= Multani Lohar =

Community in India

The Multani Lohar are a Muslim blacksmith and carpenter community found in the states of Gujarat and western Uttar Pradesh, and Madhya Pradesh in India.

Some of them are also found in state of Rajasthan, they converted to Islam from Rajput community and some from Brahmin community due to the influence of Sufi Islam in India in the 11th century. By creating egalitarian communities within the stratified caste systems, Sufis successfully spread their teachings of love, spirituality, and harmony. It was this example of Sufi brotherhood and equity that drew people to the religion of Islam. They also play a role as Rajput fighters on the side of Rajputana against the Mughal Army from Amar Singh Rathore Ruler of Marwar Rajasthan.

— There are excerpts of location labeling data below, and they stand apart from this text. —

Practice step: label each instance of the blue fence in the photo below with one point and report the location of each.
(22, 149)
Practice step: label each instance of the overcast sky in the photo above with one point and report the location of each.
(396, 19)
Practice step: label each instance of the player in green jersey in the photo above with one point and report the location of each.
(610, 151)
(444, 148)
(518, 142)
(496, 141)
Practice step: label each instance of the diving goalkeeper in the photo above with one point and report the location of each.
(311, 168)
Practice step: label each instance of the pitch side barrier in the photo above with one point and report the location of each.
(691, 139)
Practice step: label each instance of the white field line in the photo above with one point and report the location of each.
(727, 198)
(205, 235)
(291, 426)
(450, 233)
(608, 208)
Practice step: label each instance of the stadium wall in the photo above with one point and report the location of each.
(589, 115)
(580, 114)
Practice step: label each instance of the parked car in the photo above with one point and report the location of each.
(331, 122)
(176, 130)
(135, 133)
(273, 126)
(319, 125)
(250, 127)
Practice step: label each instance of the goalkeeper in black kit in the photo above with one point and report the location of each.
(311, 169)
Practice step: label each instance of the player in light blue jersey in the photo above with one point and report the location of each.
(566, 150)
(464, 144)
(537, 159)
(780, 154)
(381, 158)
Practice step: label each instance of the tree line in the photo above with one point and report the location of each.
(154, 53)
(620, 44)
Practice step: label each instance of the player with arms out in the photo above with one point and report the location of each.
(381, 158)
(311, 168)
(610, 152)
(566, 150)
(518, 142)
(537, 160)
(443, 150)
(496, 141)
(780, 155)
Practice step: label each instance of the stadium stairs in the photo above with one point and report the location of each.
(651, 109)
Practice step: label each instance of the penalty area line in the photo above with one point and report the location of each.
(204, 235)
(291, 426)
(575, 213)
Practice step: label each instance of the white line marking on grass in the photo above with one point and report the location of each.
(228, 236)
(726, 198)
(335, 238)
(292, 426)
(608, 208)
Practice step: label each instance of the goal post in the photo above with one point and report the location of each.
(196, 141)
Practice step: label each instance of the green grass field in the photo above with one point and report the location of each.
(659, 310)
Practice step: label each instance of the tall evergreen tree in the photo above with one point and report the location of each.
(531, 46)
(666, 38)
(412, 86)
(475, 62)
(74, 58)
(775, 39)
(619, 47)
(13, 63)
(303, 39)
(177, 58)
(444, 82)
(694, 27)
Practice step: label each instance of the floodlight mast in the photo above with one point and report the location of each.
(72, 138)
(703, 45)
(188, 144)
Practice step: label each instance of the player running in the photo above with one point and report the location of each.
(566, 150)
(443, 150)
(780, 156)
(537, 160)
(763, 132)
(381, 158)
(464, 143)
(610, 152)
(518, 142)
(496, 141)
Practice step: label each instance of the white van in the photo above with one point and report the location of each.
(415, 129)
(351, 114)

For contributing in the army, they bought from ruler of Jodhpur To Nagaur equipment like cannonballs, swords, and armors.

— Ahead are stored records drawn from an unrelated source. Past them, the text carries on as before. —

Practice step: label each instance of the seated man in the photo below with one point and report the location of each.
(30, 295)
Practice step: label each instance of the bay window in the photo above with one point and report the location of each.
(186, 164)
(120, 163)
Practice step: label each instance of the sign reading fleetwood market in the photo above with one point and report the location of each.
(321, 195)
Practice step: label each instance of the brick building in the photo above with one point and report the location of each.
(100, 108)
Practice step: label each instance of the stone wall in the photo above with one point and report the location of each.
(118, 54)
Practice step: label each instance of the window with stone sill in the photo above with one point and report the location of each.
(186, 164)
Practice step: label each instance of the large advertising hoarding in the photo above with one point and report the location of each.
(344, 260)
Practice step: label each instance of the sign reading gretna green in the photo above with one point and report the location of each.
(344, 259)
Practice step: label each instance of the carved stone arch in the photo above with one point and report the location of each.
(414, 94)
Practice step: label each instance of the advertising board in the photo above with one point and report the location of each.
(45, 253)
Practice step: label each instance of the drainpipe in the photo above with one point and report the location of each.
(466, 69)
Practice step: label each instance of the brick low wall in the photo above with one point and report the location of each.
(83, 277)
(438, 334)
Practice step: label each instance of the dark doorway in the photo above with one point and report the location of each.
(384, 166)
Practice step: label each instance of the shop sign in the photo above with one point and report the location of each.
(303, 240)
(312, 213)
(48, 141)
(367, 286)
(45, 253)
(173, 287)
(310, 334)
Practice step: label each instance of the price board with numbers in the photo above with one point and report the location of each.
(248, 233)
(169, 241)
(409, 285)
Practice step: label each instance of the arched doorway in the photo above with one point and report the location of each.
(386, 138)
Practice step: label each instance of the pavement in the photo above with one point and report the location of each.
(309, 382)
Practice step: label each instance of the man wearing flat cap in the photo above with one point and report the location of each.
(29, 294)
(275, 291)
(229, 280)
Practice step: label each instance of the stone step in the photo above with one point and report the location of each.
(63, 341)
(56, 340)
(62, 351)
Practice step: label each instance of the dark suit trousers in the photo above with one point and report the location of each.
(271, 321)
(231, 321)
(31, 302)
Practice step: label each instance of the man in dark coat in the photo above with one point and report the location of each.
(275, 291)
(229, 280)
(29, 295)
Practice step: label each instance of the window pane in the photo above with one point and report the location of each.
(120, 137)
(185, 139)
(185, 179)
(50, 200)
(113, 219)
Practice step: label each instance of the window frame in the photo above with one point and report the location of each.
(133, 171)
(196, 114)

They also play a significance role in the freedom fight or revolution of 1857, seven Lohars fought with Britains and received martyrdom while fighting with them.
They also stand with Khilafat Movement, Civil Disobedience Movement, Satyagraha.
In the revolution of 1942 Quit India Movement: freedom movements of Mahatma Gandhi.
Nowaday they are found mostly in three states and minorly in seven states of India. Some of them are still blacksmiths but some of them moved on to the next generation for new opportunities.